This diagram illustrates the data flow:

wns diagram for sending a notification

Important notes

  • WNS does not guarantee the reliability or latency of a notification.
  • Notifications should never include confidential, sensitive, or personal data.
  • To send a notification, the cloud service must first authenticate with WNS and receive an access token.
  • An access token only allows a cloud service to send notifications to the single app for which the token was created. One access token cannot be used to send notifications across multiple apps. Therefore, if your cloud service supports multiple apps, it must provide the correct access token for the app when pushing a notification to each channel URI.
  • When the device is offline, by default WNS will store one of each notification type (tile, badge, toast) for each channel URI and no raw notifications.
  • In scenarios where the notification content is personalized to the user, WNS recommends that the cloud service immediately send those updates when those are received. Examples of this scenario include social media feed updates, instant communication invitations, new message notifications, or alerts. As an alternative, you can have scenarios in which the same generic update is frequently delivered to a large subset of your users; for example, weather, stock, and news updates. WNS guidelines specify that the frequency of these updates should be at most one every 30 minutes. The end user or WNS may determine more frequent routine updates to be abusive.
  • Windows Notification Platform maintains a periodic data connection with WNS to keep the socket alive and healthy. If there are no applications requesting or using notification channels then the socket will not be created.

Expiration of tile and badge notifications

By default, tile and badge notifications expire three days after being downloaded.
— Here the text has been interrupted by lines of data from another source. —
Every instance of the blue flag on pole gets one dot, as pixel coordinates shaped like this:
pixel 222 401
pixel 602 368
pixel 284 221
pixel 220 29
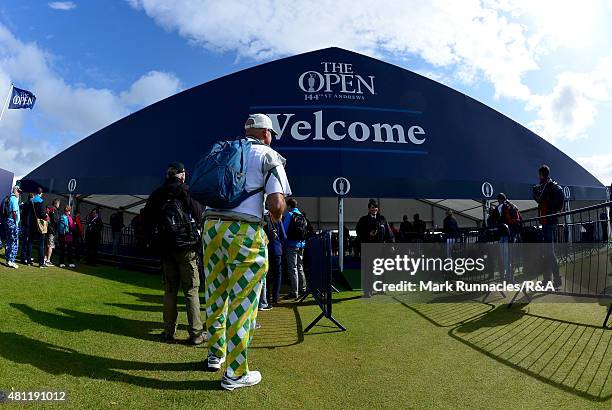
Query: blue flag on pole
pixel 21 99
When a notification expires, the content is removed from the tile or queue and is no longer shown to the user. It's a best practice to set an expiration (using a time that makes sense for your app) on all tile and badge notifications so that your tile's content doesn't persist longer than it is relevant. An explicit expiration time is essential for content with a defined lifespan. This also assures the removal of stale content if your cloud service stops sending notifications, or if the user disconnects from the network for an extended period.

Your cloud service can set an expiration for each notification by setting the X-WNS-TTL HTTP header to specify the time (in seconds) that your notification will remain valid after it is sent. For more information, see Push notification service request and response headers.
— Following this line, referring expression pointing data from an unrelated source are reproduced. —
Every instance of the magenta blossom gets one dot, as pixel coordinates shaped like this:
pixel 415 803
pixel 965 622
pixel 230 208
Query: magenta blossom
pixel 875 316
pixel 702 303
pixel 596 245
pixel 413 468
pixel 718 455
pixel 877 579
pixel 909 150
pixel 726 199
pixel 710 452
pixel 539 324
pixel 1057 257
For example, during a stock market's active trading day, you can set the expiration for a stock price update to twice that of your sending interval (such as one hour after receipt if you are sending notifications every half-hour). As another example, a news app might determine that one day is an appropriate expiration time for a daily news tile update.

Push notifications and battery saver

Battery saver extends battery life by limiting background activity on the device. Windows 10 lets the user set battery saver to turn on automatically when the battery drops below a specified threshold. When battery saver is on, the receipt of push notifications is disabled to save energy. But there are a couple exceptions to this. The following Windows 10 battery saver settings (found in the Settings app) allow your app to receive push notifications even when battery saver is on.

  • Allow push notifications from any app while in battery saver: This setting lets all apps receive push notifications while battery saver is on. Note that this setting applies only to Windows 10 for desktop editions (Home, Pro, Enterprise, and Education).
  • Always allowed: This setting lets specific apps run in the background while battery saver is on - including receiving push notifications. This list is maintained manually by the user.

There is no way to check the state of these two settings, but you can check the state of battery saver. In Windows 10, use the EnergySaverStatus property to check battery saver state. Your app can also use the EnergySaverStatusChanged event to listen for changes to battery saver.

If your app depends heavily on push notifications, we recommend notifying users that they may not receive notifications while battery saver is on and to make it easy for them to adjust battery saver settings. Using the battery saver settings URI scheme in Windows 10, ms-settings:batterysaver-settings, you can provide a convenient link to the Settings app.

Tip

When notifying the user about battery saver settings, we recommend providing a way to suppress the message in the future. For example, the dontAskMeAgainBox checkbox in the following example persists the user's preference in LocalSettings.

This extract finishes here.